Almost the very first step of my Ada journey was to find a web framework for it.

Ada is a general purpose programming language, even though often it's not seen as one. "Aviation industry language" is common association, or just something that runs in embedded space (and especially embedded stuff in space industry).

Since everything is on Internet these days, it's quite natural to set the interface through the web. My default toolbox for it in Scala world is Lift. Would be wonderful to find a similar framework which would follow Lift's "View First" ideology. But at this stage, I'm happy to settle with any tooling I can find.

JVM world and other popular language ecosystems are almost polluted by different web frameworks. Ada isn't so popular and there's much less to pick from. But I was positively surprised to find a couple of interesting projects.

AWS

No, not The Amazon thingie. Here AWS would stand for Ada Web Server. It is maintained by AdaCore. AWS is a library which can be used to turn your application into a web server. It includes quite much of the functionality you'd expect for a web framework, including, but not limited to:
  • URL based dispatching,
  • Templating,
  • Session handling and
  • Ajax support.
You can also make a SOAP / WSDL interface for your service. What is really cool, is that your basic web app server will chop just a few hundred kilobytes of memory to begin with. Very nice if you have limited resources, since just the warming up of  the JVM would require at least some 64 Mb of memory.

Gnoga

The Gnoga way of doing things is an interesting one. "It's... different", I would say. But different can be good, just like with Lift that I like so much.

With Gnoga, you build your app in a similar way you'd do with a native GUI toolkit, like GTK, but the view is served through HTML5. I believe the main idea is to render the UI elements through a websocket connection between the browser and the server. Any user interaction with the view will go through the websocket to the server and handled by controllers, and any modification to the view by the server will go back through the websocket connection to the browser, and the user will see the change instantly. No separate HTTP requests will be done.
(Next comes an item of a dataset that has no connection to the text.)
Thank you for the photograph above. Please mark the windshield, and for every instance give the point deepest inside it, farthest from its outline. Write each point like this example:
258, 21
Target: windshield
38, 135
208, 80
I haven't dug into deeper yet, but I believe there's also some ways to make a mix of traditional web page and a websocket enabled interactive parts. Gnoga also promises other goodies. From the tooling page:

  • Native Gtk Front end for desktop
  • Native Mac OS X applications that can be submitted to the App Store
Gnoga executable will be also small, with small memory footprint, at least by judging from the demos I have tried.

So there are possibilities for relatively easy web development with Ada. I'm not sure how production ready Gnoga would be, I have to learn a bit more, but AWS seems to be on solid ground at least.